To run Apache Beam Python jobs on Flink on Kubernetes, it requires several components depending on the version of Beam:
- a Flink session cluster as the actual workload runner.
- Beam Python SDK harness workers which run the Python UDFs deserialized from the Flink TaskManagers.
- a Beam JobServer which accepts job submission from the client.
- a Flink session cluster as the actual workload runner.
- Beam Python SDK harness workers which run the Python UDFs deserialized from the Flink TaskManagers.
When running with the operator, Beam Python SDK harness workers run as sidecar containers with the Flink TaskManagers.
As a prerequisite, you need to deploy the Flink Operator to your Kubernetes cluster by following the user guide.
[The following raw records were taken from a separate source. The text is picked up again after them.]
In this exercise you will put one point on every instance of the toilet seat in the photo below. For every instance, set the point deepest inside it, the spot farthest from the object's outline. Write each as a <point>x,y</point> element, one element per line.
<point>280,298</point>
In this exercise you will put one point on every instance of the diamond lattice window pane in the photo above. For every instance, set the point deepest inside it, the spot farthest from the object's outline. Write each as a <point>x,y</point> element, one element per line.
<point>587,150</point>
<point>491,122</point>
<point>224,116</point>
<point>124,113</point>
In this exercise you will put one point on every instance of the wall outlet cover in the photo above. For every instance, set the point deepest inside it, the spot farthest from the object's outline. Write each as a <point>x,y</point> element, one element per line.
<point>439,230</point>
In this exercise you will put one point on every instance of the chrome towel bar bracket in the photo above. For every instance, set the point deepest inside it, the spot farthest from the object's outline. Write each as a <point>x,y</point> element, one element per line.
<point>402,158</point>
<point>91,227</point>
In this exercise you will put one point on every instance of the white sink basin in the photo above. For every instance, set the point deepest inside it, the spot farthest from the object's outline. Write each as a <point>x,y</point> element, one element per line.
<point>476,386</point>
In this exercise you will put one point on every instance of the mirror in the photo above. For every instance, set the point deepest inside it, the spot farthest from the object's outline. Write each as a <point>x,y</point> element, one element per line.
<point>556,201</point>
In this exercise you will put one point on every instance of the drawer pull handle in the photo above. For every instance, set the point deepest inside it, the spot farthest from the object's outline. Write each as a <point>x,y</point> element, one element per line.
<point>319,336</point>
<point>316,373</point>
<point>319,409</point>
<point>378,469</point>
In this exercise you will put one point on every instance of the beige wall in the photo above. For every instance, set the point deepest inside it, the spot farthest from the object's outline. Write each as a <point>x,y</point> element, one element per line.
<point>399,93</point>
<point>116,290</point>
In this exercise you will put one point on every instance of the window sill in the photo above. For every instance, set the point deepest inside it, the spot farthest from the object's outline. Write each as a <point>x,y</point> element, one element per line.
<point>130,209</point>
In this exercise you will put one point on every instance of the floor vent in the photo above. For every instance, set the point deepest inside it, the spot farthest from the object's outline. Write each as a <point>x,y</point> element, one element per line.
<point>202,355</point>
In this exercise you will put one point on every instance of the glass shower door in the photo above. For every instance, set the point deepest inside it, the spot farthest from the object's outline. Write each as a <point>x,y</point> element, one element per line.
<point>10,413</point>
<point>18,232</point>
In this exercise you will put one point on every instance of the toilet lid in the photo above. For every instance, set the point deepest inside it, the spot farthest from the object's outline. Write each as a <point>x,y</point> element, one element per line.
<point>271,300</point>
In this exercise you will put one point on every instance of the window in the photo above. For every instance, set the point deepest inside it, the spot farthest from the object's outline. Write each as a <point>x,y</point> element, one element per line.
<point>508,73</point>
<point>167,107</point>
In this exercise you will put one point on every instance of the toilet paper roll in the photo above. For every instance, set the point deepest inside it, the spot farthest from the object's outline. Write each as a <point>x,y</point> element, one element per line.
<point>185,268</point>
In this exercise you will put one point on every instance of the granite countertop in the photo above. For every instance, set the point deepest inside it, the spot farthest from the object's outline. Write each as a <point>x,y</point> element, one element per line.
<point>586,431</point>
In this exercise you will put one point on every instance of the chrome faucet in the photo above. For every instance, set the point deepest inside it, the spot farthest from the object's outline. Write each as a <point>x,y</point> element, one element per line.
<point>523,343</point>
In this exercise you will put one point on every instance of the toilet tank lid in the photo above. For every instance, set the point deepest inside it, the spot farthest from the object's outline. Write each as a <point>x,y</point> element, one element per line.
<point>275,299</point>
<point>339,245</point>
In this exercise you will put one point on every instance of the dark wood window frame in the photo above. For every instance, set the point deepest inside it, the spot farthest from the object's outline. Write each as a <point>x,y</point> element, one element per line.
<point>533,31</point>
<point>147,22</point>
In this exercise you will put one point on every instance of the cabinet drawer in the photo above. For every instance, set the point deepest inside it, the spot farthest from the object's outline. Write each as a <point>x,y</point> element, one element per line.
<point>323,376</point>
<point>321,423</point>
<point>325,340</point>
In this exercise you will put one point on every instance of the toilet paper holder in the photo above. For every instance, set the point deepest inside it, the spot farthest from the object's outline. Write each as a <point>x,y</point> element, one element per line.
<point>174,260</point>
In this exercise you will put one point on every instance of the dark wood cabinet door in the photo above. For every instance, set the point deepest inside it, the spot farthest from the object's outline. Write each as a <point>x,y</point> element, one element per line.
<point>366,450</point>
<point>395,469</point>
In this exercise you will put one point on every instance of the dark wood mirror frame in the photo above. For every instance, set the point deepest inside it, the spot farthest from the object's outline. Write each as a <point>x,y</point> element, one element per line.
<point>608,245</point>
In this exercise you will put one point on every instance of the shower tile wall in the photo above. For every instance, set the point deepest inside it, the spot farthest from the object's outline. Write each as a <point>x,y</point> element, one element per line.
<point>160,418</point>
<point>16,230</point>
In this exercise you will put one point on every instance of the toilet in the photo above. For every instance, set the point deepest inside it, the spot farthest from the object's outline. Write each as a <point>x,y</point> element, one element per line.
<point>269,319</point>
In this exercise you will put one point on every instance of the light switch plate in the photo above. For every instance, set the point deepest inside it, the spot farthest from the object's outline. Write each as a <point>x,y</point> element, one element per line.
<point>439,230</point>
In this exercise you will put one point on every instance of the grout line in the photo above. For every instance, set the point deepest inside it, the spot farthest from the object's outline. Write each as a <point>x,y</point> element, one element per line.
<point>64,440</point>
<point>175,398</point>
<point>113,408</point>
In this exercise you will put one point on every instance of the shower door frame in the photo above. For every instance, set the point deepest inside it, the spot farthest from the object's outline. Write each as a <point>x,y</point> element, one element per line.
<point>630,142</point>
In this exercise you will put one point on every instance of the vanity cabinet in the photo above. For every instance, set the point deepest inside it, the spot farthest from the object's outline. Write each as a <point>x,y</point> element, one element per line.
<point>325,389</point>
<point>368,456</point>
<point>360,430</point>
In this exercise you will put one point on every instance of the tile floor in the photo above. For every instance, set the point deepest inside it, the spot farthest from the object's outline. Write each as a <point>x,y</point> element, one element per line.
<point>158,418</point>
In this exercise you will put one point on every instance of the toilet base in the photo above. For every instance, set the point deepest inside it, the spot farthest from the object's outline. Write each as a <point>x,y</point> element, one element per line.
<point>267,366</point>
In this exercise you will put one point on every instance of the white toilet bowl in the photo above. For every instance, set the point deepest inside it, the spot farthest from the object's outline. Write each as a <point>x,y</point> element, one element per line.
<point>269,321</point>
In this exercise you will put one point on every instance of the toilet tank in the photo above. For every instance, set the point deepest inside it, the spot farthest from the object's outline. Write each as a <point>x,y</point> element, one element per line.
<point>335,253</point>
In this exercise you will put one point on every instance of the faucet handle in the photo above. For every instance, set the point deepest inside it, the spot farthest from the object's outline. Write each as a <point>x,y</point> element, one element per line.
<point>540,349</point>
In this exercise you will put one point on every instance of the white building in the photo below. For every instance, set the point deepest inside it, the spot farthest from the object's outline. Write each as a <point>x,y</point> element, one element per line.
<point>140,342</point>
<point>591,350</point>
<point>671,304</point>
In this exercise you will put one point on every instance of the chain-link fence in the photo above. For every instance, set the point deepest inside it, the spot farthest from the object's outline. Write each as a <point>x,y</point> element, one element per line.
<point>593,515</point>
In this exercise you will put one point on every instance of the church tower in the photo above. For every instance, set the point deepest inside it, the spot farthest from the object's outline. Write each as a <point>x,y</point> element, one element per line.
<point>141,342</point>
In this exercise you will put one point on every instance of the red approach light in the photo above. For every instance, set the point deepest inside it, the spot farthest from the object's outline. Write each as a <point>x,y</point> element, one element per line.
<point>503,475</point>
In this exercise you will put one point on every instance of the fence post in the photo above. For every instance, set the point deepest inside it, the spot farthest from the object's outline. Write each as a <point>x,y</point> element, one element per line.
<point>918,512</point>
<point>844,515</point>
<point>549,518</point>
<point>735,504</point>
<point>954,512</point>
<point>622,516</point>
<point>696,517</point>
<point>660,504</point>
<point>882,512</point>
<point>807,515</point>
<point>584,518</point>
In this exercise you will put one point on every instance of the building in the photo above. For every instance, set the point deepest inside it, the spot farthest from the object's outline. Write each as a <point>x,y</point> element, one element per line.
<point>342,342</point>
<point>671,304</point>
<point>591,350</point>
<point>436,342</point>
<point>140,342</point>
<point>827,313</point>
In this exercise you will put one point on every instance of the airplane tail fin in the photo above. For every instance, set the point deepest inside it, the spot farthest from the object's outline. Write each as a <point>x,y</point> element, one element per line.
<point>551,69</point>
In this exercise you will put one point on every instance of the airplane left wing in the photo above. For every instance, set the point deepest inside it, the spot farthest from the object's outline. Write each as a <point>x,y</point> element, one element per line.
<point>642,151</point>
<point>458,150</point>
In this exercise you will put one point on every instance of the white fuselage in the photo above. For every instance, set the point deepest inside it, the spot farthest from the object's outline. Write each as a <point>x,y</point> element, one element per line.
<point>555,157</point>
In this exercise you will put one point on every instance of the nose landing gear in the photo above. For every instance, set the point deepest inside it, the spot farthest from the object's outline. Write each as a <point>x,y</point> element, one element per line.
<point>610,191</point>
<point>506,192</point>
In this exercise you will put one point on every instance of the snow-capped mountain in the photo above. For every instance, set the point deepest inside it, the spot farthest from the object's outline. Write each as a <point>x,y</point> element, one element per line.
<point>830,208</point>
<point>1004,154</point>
Then depending on whether you use JobServer or not, take the following 3 or 2 steps to run a Beam WordCount Python example job with the Flink Operator. You can write a script to automate the process.
- Create a Flink session cluster with Beam WorkerPool as sidecar containers of Flink TaskManager containers with:
kubectl apply -f examples/beam/with_job_server/beam_flink_cluster.yaml
- Replace the
ARTIFACTS_DIR
with a directory (e.g.,gs://my-bucket/artifacts
) accessible from the cluster in examples/beam/with_job_server/beam_job_server.yaml, then start a Beam JobServer with:
kubectl apply -f examples/beam/with_job_server/beam_job_server.yaml
- After both the Flink cluster and the Beam JobServer are up and running, submit the example job with:
kubectl apply -f examples/beam/with_job_server/beam_wordcount_py.yaml
- Create a Flink session cluster with Beam WorkerPool as sidecar containers of Flink TaskManager containers with:
kubectl apply -f examples/beam/without_job_server/beam_flink_cluster.yaml
- After the Flink cluster is up and running, submit the example job with:
kubectl apply -f examples/beam/without_job_server/beam_wordcount_py.yaml
As for Java SDK, you can use the following file to submit the example job:
kubectl apply -f examples/beam/without_job_server/beam_wordcount_java.yaml
Currently there are 2 known issues with running Beam jobs without JobServer:
-
BEAM-9214: sometimes the job first fails with
TypeError: GetJobMetrics() missing 1 required positional argument: 'context'
, but after retry it succeeds. -
BEAM-9225: the job process doesn't exit as expected after it has changed state to DONE.
In the future, we plan to support Beam Python job as a first class job type in this operator. After that you will not need to manage the lifecycle of Flink session cluster by yourself, it would be the same as Flink job cluster.